Big ships come to U.S. even as backhaul cargoes still lacking, and truckers deal with terminal shut-outs and chassis imbalances.
The largest container ship ever to call on the United States is arriving this week at the Ports of Los Angeles and Long Beach, part of a 2M alliance service offering.
Big ship vessel calls are always a point of pride as they allow a port to show off their readiness to handle ever larger container ships. But big ships also illustrate the troubled economics for ocean carriers and difficulties on the landside for handling those larger ships.
The MSC Eloane, which is rated to handle 19,500 twenty-foot equivalent units (TEU), is scheduled to call at the APM Terminal at Los Angeles March 13 and Total Terminals International dock in Long Beach five days later.
The Eloane, which is regularly deployed on the Asia-to-Northern Europe route, will be the largest container ship to visit the U.S., said maritime consultancy Dynamar. The previous record was set by CMA CGM’s 17,900-TEU Benjamin Franklin.
While the Eloane’s exact manifest is unknown, according to some logistics professionals a big part of its dispatch to the U.S. will be to pick up empty containers.
The U.S. has largely always been a net importer, so a backlog of empty containers is not unusual, particularly after the holiday rush. But the imbalance is a growing concern to ocean carriers looking for backhaul cargoes.
“I am personally concerned in North America about the export situation,” Jeremy Nixon, Chief Executive Officer of Ocean Network Express, told an audience at the Journal of Commerce’s TPM 2019 conference in Long Beach last week. “We do want to see more exports coming out of the U.S.A.; of course that’s linked back to the tariff issue.”
He said monthly exports of 700,000 TEUs out of the U.S. are roughly unchanged over the last seven years. In contrast, monthly imports have risen from 1.2 million TEUs up to 1.9 million TEUs over the same time. More than half of the containers going back to Asia are empty, he added.
“We do need to get U.S. shippers and exporters back into the global market so that they are more competitive, and also for the selfish reason that we improve the equipment imbalance,” Nixon said. The imbalance “is not good for the supply chain, not good for round-trip economics of the trade.”
He added, “That’s an added cost for the carriers on a round-trip basis, which inevitably will have to come back on the import side as well.”
While the eastbound trans-Pacific ocean shipping spot rate reached as high as $2,600 per forty-foot equivalent unit (FEU) last year, the backhaul westbound rate largely remained at or below $600 per FEU. (SONAR: FBX.NAWC, FBX.CNAW)
The imbalance also hurts trucking economics for drayage as dual transactions, in which a driver can drop off an empty and pick up a full container, are curtailed. Weston LaBar, chief executive of the Harbor Trucking Association, said last week at the TPM 2019 conference that drayage operators in Southern California went from having 80 percent dual transactions several years ago to some companies seeing less than 10 percent dual transactions last year.

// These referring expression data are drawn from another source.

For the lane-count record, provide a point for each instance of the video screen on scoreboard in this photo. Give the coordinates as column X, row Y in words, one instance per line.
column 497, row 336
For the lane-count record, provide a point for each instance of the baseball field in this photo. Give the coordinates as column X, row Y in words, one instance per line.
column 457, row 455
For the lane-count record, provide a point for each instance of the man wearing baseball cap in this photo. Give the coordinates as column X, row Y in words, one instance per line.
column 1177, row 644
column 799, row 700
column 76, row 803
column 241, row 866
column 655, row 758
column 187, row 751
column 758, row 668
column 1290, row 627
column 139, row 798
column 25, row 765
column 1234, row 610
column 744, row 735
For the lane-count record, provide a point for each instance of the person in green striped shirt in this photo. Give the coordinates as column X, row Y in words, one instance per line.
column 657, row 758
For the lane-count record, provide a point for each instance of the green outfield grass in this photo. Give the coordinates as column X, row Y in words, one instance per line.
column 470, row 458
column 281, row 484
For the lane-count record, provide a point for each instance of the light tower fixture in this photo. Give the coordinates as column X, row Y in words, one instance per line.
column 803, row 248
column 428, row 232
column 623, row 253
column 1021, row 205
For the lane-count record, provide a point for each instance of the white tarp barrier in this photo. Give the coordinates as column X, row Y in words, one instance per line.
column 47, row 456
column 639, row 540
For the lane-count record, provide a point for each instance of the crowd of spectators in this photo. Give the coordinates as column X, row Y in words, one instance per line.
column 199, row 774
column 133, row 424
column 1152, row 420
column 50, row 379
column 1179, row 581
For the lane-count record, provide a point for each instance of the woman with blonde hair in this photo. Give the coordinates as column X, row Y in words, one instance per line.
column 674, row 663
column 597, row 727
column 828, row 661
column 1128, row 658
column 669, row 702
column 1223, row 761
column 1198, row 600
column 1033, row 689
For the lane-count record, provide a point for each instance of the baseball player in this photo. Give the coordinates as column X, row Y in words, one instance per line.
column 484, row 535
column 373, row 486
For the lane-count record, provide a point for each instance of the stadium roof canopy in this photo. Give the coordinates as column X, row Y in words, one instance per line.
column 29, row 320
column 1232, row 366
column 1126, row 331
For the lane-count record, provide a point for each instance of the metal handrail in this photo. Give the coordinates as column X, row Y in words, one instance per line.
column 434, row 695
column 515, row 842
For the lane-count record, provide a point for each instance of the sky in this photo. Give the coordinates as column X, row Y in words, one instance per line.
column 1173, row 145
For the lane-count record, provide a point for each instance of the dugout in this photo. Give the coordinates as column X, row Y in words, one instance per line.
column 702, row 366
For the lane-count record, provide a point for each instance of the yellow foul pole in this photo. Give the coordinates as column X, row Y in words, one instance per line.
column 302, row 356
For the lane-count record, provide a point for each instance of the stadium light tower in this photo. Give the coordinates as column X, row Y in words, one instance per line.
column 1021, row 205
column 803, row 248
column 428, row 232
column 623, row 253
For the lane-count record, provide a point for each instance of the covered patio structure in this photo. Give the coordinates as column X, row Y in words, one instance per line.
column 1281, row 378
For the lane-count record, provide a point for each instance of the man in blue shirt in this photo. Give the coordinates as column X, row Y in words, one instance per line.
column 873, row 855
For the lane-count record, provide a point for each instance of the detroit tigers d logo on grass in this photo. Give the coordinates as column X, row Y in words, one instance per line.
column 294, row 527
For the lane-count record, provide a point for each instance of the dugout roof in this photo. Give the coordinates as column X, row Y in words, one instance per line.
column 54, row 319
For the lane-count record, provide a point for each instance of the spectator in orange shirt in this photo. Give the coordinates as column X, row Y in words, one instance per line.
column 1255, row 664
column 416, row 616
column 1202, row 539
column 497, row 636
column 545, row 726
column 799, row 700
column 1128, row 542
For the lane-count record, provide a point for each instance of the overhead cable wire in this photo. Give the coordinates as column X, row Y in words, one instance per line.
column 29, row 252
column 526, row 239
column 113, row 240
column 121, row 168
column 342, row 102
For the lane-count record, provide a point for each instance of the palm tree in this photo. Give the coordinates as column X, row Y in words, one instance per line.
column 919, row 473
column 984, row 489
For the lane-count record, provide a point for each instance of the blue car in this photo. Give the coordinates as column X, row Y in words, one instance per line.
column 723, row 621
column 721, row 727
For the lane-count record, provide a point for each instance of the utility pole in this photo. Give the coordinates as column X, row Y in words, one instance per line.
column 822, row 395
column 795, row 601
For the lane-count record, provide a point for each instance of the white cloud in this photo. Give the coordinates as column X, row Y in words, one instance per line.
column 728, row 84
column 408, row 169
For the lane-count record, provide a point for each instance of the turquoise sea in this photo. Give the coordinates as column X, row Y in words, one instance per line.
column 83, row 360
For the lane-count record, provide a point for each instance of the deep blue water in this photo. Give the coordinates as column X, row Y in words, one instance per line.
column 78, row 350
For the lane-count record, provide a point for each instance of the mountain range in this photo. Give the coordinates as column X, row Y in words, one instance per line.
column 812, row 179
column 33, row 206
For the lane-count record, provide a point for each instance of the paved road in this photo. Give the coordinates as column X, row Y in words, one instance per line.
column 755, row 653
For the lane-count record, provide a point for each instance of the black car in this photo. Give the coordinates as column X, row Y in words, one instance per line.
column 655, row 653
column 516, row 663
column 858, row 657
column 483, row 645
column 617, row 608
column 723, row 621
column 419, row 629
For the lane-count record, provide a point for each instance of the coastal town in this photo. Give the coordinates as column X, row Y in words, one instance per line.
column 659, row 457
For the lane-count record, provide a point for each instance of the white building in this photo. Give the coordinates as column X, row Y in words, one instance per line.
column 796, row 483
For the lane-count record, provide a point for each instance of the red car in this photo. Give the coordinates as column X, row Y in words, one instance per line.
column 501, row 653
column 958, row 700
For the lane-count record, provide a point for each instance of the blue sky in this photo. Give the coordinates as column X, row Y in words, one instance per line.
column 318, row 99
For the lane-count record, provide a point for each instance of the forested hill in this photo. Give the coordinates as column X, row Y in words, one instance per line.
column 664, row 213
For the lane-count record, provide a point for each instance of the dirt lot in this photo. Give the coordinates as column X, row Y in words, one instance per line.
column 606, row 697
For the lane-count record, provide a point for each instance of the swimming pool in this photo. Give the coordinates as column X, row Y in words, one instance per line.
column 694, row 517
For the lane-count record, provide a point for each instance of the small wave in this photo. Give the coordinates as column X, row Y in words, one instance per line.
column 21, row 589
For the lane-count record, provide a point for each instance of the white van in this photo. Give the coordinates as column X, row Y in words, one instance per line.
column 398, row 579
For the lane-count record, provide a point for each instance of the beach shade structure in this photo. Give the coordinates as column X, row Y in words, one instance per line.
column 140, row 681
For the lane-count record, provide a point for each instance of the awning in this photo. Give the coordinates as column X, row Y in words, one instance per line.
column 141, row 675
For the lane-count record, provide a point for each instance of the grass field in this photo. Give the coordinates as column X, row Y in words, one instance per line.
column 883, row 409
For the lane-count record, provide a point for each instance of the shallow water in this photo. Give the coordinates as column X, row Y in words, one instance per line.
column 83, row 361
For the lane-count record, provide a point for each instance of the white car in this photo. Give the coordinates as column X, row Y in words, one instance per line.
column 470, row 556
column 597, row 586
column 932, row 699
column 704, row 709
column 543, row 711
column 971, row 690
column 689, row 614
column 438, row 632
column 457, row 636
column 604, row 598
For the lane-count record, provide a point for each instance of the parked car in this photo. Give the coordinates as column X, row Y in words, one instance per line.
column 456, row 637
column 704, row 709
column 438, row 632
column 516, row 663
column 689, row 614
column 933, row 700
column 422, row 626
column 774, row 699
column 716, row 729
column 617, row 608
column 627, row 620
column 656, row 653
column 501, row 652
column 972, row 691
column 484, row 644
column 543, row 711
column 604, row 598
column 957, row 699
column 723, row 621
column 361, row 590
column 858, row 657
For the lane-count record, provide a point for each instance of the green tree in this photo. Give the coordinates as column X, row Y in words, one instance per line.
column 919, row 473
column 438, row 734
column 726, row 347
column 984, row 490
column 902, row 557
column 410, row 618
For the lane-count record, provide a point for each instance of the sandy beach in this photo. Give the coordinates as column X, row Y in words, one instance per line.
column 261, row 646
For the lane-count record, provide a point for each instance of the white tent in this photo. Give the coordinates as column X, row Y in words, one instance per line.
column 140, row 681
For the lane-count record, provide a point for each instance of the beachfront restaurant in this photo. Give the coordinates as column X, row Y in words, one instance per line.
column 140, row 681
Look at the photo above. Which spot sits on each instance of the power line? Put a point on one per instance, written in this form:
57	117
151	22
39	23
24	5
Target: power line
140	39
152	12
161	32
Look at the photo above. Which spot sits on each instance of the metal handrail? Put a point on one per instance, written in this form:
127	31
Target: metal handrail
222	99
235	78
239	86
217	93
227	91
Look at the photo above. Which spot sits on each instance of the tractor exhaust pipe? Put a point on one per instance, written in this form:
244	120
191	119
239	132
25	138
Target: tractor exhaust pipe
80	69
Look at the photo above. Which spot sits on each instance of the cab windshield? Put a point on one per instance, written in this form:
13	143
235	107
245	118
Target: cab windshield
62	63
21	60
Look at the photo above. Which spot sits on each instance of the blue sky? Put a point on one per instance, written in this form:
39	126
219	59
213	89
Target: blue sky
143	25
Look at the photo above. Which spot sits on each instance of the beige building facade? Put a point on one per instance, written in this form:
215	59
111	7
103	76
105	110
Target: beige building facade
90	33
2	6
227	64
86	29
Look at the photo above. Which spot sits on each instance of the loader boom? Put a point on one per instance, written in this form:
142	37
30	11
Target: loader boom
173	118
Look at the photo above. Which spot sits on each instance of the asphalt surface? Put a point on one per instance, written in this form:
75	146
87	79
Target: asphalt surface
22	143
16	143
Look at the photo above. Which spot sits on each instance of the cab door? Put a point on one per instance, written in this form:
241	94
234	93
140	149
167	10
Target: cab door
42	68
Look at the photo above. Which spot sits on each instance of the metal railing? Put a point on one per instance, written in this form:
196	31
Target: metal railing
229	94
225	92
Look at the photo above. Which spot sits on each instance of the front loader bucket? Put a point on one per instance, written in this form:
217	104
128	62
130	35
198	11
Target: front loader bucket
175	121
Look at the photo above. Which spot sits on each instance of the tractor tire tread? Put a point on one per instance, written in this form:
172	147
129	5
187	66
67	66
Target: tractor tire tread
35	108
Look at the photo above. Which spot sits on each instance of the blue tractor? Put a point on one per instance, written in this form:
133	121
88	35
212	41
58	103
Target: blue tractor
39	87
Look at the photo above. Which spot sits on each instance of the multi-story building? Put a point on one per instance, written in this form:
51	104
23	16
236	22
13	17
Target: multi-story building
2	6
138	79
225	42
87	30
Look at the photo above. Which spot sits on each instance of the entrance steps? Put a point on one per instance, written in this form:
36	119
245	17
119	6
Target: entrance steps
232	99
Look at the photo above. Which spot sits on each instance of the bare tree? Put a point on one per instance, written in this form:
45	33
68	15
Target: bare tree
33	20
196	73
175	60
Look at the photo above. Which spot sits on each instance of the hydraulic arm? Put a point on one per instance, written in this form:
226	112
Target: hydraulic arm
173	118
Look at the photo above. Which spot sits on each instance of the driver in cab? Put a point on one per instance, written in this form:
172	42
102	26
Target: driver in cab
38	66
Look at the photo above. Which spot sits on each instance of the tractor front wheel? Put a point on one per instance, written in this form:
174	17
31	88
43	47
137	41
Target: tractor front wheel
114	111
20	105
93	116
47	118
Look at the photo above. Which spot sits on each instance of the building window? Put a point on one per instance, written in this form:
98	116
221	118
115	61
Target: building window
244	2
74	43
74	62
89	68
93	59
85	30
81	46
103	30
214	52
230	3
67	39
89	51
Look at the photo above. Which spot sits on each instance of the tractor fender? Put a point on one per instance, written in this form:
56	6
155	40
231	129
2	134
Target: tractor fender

The upshot is that many drayage providers are providing essentially free storage for empty containers, said Robert Loya, President of the Harbor Trucking Association. If those containers are not returned with the free time allotted by ocean carriers, detention charges can also accrue.
“We are facing a myriad issues on returns,” Loya said. After the initial wave of imports, truck drivers face “nothing but restrictions on returning empties or being shut out at terminals.”
“You are delivering that empty to a different terminal than where the imports are coming in,” he added. “We are constantly sitting on empties, either at the distribution centers or at the yards.”
Dr. Noel Hacegaba, Chief Commercial Officer for the Port of Long Beach, said the 20-odd extra vessel calls from last year’s import rush “injected extra TEUs into the system. Now those have to go back.”
“We are in the process of leveling out all those additional imports we saw come in last year,” he added. “We expect that to stabilize in the coming weeks.”
Drivers also drop off chassis while returning empty containers, creating further imbalances in the chassis supply through the port, Hacegaba said. “That also affects the ability to perform dual transaction, which aims to match the outbound with the inbound.”
He said the Port of Long Beach aims to smooth out how different providers in the logistics supply chain work with one another to ease bottlenecks. He highlighted the Long Beach Container Terminal’s appointment system which allows drivers to book dual transactions as one effort aimed at addressing these imbalances.
“Technology is the tool, but it requires coordination between the terminal, the ocean carrier and the trucking company, which the port authority looks to facilitate,” Hacegaba said.